From what I could gather the other day Sturgeon could hold her own referendum within Scotland, but as it would not be an officially UK sponsored referendum it would carry no weight in Intrernational law. I might be wrong, but that was how it came across.
What she could probably do with it, if it was transparent and both sides got equal air time and finance etc. is take the result down to Westminster and try to make a case for it to become law or for another UK sponsored Scottish Independence referendum to take place. Whether the UK would be open to any of that is to be debated.
Where she has other problems is with timing and EU accession. If Brexit is not complete yet Scotland gains independence it would not automatically stay in the EU. That was made plain over the weekend by the EU. If it applied to join, and somehow jumped the queue, the UK, still a member, would most likely veto entry. So might Spain.

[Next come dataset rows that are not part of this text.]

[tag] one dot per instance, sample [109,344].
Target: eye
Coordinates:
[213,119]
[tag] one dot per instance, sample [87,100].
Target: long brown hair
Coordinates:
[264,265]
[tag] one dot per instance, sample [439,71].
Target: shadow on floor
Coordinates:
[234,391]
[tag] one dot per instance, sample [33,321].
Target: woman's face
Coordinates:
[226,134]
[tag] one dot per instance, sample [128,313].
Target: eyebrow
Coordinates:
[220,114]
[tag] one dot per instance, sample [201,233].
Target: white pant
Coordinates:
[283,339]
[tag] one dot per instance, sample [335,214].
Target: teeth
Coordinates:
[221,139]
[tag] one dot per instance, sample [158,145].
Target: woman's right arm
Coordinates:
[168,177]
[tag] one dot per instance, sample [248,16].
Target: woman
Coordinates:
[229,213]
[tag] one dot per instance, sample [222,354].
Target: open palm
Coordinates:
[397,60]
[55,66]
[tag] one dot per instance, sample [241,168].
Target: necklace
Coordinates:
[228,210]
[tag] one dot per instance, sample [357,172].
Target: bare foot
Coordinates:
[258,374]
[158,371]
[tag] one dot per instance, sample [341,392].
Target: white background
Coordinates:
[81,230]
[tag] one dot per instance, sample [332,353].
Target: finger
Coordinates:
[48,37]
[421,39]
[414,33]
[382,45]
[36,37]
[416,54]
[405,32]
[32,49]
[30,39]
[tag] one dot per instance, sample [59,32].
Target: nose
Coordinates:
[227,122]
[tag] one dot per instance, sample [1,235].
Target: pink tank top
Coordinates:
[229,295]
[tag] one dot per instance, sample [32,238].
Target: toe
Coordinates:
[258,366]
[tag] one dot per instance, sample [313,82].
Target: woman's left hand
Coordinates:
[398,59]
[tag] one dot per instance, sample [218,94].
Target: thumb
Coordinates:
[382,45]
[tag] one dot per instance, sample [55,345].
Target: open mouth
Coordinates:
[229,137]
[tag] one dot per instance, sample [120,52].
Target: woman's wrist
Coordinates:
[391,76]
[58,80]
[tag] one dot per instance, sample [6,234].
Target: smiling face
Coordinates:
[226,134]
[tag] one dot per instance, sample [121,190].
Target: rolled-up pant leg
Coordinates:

If Brexit is completed and Scotland gets independence, and gets entry to the EU, it would have no choice but to adopt the Euro and join Schengen, among many other things. The UK would almost certainly then have to impose border controls. I know that when Brexit is finalised the UK will have a land border with the EU via NI - Ireland, and it is expected that a treaty to keep that border 'borderless' will come into force. The reason for that being the case is that Ireland, as with the UK, is not in Schengen. Scotland in Schengen changes the game.
The whole thing is a bloody mess, but that is what was voted for and we have to get on with things as best we can.
Sorry Suff, I was composing as you posted, but our ideas seem roughly the same.